Objectif Gard : La deuxième semaine des vacances débute, mais la station est fermée... Dans quel état d’esprit êtes-vous ?
Denis Boissière : Nous ne sommes pas fatalistes. On regarde la météo et on y croit encore. On n’a pas baissé les bras totalement, même si ce n’est pas en corrélation avec ce que l’on espérait. La météo nous a trompés plusieurs fois. Ils ont annoncé des chutes de neige autour de 30 à 40 cm, ce qui nous aurait bien aidé puis finalement c’était plutôt 15 cm. Après, ça peut être dans l’autre sens. On est persuadé que la station de l’Aigoual a encore de l’avenir avec un mix de neige naturelle et de neige sécurisée. Pour l’année 2021, on n'a pas produit un centimètre de neige sécurisée. En 2020, on aurait pu en produire mais les remontées n’étaient pas ouvertes. Ça fait deux années mauvaises, mais on est persuadé qu'à l’avenir, nos équipes monteront en compétences. Plus que jamais, on espère que l’on va passer cette nouvelle mauvaise saison.

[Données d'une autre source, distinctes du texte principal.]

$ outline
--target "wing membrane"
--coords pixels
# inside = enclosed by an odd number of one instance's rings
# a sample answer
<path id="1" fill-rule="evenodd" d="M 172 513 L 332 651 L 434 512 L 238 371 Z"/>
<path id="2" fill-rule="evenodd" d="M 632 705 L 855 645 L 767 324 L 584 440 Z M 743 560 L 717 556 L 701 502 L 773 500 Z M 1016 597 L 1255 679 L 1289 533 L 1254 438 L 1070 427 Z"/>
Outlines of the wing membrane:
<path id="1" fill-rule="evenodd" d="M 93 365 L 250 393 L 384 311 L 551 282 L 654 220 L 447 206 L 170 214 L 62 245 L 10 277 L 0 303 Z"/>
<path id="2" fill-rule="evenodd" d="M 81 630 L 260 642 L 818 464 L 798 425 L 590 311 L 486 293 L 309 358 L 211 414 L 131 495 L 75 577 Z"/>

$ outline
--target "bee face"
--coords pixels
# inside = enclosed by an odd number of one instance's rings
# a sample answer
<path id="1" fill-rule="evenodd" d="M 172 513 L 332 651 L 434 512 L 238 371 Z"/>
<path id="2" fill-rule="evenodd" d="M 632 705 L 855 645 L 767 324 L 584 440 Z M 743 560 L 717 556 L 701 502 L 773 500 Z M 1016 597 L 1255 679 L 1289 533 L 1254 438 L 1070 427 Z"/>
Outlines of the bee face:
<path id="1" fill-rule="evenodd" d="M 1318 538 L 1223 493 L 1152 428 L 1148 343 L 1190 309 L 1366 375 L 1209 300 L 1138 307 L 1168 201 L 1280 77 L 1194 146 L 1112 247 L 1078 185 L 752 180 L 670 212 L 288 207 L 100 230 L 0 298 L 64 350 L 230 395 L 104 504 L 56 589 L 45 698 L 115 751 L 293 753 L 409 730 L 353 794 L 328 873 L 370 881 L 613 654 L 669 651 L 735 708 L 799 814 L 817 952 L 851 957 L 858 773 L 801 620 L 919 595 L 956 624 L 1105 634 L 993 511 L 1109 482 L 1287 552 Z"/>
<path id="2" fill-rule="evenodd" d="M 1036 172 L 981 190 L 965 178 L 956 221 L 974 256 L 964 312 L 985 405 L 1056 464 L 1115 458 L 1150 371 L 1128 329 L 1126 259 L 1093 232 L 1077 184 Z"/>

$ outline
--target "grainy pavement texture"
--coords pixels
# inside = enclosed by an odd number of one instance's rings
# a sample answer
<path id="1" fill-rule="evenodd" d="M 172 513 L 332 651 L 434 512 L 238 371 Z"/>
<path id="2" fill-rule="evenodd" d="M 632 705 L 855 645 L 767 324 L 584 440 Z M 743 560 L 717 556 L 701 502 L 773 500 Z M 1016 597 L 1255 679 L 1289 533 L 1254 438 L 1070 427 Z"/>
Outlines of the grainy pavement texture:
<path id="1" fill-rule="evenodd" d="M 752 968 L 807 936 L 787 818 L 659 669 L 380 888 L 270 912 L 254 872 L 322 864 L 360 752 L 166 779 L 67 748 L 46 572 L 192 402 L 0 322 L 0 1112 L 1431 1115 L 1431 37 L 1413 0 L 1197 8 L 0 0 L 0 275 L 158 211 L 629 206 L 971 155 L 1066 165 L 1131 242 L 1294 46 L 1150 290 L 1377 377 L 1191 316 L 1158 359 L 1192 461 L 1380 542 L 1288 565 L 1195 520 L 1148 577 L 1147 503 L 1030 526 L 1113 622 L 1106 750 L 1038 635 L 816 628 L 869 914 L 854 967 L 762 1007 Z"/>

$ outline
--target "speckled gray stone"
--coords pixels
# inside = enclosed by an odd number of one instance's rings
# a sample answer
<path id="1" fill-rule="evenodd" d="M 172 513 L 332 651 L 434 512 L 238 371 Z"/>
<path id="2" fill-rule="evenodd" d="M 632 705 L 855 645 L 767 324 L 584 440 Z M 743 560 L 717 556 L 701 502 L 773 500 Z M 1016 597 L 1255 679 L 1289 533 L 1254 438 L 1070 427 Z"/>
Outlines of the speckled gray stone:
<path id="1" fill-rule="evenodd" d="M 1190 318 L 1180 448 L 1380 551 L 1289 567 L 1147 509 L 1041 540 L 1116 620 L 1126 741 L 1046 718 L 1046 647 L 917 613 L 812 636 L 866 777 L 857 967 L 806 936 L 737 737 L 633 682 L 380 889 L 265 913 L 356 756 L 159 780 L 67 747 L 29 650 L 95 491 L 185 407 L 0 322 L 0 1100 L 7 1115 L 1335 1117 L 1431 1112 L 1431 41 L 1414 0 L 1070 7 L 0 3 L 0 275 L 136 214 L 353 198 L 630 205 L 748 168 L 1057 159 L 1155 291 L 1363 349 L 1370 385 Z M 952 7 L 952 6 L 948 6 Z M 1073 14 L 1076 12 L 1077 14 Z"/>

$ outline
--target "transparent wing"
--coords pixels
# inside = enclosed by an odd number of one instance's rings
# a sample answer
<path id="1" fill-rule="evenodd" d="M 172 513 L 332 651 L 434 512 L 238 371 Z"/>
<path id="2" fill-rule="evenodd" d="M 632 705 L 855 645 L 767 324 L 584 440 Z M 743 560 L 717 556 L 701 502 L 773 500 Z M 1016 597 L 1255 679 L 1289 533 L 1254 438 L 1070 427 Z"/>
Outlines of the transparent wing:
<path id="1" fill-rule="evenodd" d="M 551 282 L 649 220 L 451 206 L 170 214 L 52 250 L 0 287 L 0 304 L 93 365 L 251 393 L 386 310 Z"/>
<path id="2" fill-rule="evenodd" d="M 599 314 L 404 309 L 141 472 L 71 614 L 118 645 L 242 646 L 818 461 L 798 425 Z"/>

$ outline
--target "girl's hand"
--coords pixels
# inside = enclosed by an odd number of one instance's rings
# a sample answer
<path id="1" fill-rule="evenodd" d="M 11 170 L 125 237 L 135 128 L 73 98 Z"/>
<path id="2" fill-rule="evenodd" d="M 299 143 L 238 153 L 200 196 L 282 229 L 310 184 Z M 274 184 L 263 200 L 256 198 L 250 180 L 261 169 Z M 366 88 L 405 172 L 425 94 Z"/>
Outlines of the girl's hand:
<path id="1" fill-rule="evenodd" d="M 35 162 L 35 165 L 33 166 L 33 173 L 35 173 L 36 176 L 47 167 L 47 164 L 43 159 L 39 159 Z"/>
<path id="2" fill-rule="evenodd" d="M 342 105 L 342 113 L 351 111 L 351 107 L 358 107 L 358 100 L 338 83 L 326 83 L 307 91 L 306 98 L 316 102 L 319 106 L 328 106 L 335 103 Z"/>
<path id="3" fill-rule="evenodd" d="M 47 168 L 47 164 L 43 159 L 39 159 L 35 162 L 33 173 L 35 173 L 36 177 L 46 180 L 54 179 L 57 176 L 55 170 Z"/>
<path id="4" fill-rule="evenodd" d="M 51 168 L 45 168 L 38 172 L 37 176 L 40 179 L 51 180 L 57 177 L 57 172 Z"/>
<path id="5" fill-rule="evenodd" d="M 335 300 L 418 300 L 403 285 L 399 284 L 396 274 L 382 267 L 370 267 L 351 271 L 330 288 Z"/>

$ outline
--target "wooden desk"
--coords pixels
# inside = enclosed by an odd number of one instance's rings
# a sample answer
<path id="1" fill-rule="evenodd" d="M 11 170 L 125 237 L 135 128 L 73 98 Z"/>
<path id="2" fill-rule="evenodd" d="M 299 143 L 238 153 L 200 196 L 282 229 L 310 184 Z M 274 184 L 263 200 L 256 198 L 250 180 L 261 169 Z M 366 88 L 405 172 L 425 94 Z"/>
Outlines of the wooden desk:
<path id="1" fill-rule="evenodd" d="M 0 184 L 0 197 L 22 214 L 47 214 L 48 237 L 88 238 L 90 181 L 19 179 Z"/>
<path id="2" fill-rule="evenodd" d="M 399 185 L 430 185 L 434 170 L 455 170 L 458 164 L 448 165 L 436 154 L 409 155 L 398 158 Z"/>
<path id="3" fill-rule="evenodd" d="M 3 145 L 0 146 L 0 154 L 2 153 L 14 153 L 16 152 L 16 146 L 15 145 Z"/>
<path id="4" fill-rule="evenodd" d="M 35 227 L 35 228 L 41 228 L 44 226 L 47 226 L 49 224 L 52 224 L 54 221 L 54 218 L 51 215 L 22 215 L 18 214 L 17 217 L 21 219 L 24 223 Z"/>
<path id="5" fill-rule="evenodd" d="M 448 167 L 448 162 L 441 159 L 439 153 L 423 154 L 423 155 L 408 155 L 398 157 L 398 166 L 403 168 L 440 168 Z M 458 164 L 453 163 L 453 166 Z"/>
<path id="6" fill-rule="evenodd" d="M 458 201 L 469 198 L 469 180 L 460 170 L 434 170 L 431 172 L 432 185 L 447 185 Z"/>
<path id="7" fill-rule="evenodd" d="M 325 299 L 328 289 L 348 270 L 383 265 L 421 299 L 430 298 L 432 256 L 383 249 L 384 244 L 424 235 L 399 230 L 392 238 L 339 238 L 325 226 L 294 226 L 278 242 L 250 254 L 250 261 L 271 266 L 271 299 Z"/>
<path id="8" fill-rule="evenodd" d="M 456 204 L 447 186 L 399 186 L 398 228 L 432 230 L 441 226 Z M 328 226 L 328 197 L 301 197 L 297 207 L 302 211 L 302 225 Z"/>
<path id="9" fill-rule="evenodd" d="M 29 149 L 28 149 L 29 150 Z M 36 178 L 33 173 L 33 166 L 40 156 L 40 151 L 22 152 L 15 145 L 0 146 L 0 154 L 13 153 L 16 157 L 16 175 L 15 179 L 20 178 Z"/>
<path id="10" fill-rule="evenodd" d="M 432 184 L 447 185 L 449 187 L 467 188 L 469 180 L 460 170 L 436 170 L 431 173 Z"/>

Vous savez déjà que cela sera une mauvaise saison…
On a eu un beau week-end, mais on sait que ça va être une mauvaise saison car tout cumulé, on est peut-être à 12 ou 15 jours d’ouverture. Avec au moins une piste rouge ouverte, on a fait trois jours uniquement. En début de saison, on aurait pu utiliser nos canons à neige, mais pour plusieurs raisons tout à fait explicables, on ne l’a pas fait. Il n’y avait pas de neige avant le 23 décembre donc on n’allait pas utiliser nos canons à neige, surtout que cela coûte de l’électricité. Il a neigé à nouveau aux alentours de la mi-janvier mais malheureusement, on a eu cet incendie dans l’usine à neige qui nous a empêchés d’utiliser quatre compresseurs. Depuis, on a remis 30 000 € pour en louer encore, on espère que ce sera pris en charge par l’assurance. Maintenant, c’est la température qui n’est pas au rendez-vous. Depuis une semaine, il fait très chaud.
De telles températures (13 degrés) à cette saison à l’Aigoual, est-ce normal ?
C’est complètement anormal, on a eu une inversion de température. Il y a dix degrés d’écart entre ce que vous avez à Nîmes et ce que l'on a à l’Aigoual. Mais là, 13°C au mois de février c’est juste incroyable, en sachant que le record absolu de la température en plein mois d’août c’est 29°C. On n'a jamais dépassé les 30°C, ça ne s’est jamais vu.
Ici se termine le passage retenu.